There was a buzz emanating throughout the Tequila Lounge on this evening, but it was more the din of disinterested conversation than it was cheers for the four onstage Aussies. Granted, The Vines had a tough crowd to deal with, as a significant portion of Toronto's rock-music cognoscenti was in attendance. Many onlookers had undoubtedly read (or heard of) the gushing reviews from Britain's New Musical Express, which described The Vines as a timeless amalgam of Nirvana and the Beatles.
That the band didn't live up to the hype shouldn't matter. It's typical for the Brits to blow anything out of proportion and The Vines have been scarred by the NME's branding iron of approval. Frontman Craig Nicholls is not the second coming of Kurt Cobain, and lucky for him he isn't. His guttural screams on this evening sounded more like benign adolescent angst and less the product of a truly tortured soul. Likewise, the band's trippy neo-psychedelic arrangements and raging, minimalist rock were not earth shattering revelations, at least not for this seasoned Toronto audience. Put quite simply, The Vines were ripe for critical picking.

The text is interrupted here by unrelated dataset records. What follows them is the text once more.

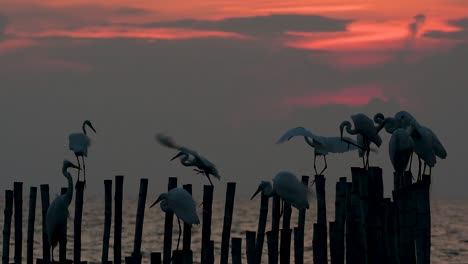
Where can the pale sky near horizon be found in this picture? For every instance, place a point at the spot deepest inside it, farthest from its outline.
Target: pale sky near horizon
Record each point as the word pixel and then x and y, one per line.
pixel 225 78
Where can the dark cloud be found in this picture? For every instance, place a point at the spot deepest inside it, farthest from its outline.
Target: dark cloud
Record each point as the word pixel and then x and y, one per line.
pixel 132 11
pixel 272 24
pixel 461 35
pixel 3 24
pixel 220 96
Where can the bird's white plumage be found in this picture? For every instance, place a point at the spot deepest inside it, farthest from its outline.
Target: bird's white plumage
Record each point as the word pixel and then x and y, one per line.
pixel 182 204
pixel 79 143
pixel 291 190
pixel 400 149
pixel 322 145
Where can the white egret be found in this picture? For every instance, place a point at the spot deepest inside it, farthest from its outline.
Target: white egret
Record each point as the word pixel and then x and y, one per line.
pixel 426 144
pixel 288 187
pixel 321 145
pixel 180 202
pixel 79 144
pixel 364 126
pixel 190 158
pixel 57 213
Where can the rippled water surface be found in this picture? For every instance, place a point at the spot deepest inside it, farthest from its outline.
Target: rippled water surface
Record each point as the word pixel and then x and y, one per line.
pixel 449 229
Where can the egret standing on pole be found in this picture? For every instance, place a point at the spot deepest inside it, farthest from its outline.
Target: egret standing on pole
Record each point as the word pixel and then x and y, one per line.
pixel 321 145
pixel 364 126
pixel 190 158
pixel 57 213
pixel 180 202
pixel 79 144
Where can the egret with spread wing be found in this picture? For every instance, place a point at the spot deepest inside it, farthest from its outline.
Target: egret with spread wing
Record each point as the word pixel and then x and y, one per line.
pixel 190 158
pixel 180 202
pixel 79 144
pixel 57 213
pixel 364 126
pixel 321 145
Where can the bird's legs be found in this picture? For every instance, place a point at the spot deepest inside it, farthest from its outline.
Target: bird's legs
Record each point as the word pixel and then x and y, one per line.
pixel 178 240
pixel 315 167
pixel 326 166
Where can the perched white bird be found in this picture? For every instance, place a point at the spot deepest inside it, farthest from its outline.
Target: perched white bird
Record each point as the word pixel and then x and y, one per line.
pixel 57 212
pixel 321 145
pixel 288 187
pixel 364 126
pixel 426 144
pixel 190 158
pixel 79 144
pixel 182 204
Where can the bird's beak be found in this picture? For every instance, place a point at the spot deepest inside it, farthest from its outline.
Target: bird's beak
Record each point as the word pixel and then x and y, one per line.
pixel 255 194
pixel 176 156
pixel 157 201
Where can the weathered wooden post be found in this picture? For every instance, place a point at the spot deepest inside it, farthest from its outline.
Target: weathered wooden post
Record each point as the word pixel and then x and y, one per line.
pixel 206 227
pixel 63 239
pixel 77 221
pixel 18 203
pixel 228 208
pixel 285 240
pixel 319 242
pixel 139 220
pixel 45 206
pixel 31 220
pixel 7 226
pixel 156 258
pixel 272 240
pixel 299 233
pixel 118 197
pixel 338 252
pixel 107 220
pixel 168 221
pixel 236 250
pixel 250 246
pixel 187 237
pixel 261 227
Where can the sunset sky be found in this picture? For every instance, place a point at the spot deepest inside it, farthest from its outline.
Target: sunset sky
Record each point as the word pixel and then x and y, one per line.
pixel 226 78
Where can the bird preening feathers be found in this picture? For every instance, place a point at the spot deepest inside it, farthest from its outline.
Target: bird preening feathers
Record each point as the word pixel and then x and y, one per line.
pixel 190 158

That said, let's take The Vines for what they are: A young, extremely promising rock band. Highly Evolved, their upcoming major-label debut, is a great rock record. It displays a sense of musical maturity that transcends the band members' lack of professional experience. Is it the next Revolver or Nevermind? Hardly, but it is a damn catchy album, conjuring up a vintage sound that indeed invokes elements of the Beatles, as well as the Stooges and MC5. By virtue of the latter influences, not to mention Nicholls' penchant to lay out a healthy scream, the Nirvana references are inevitable.
It would've helped the band if many in the audience had heard the album. The Tequila Lounge's cozy confines didn't do justice to their sound; this is a band that's groomed for the bombastic environment of a stadium or amphitheatre. The show also had its lumps: Nicholls' voice wavered during some of the quieter moments and the tempo was a bit dodgy on songs such as the ska-flavoured "Factory." As for the cover of "Ms. Jackson," it came off as a plodding effort.
In the end, what mattered most were the original songs. The performance may have been less than stellar, but the rudiments of great songs still shone through. Anyone who left this show disappointed would be wise to curb the expectations, pick up the album when it gets released and catch this band when they return later this summer. They may see The Vines in a whole new light.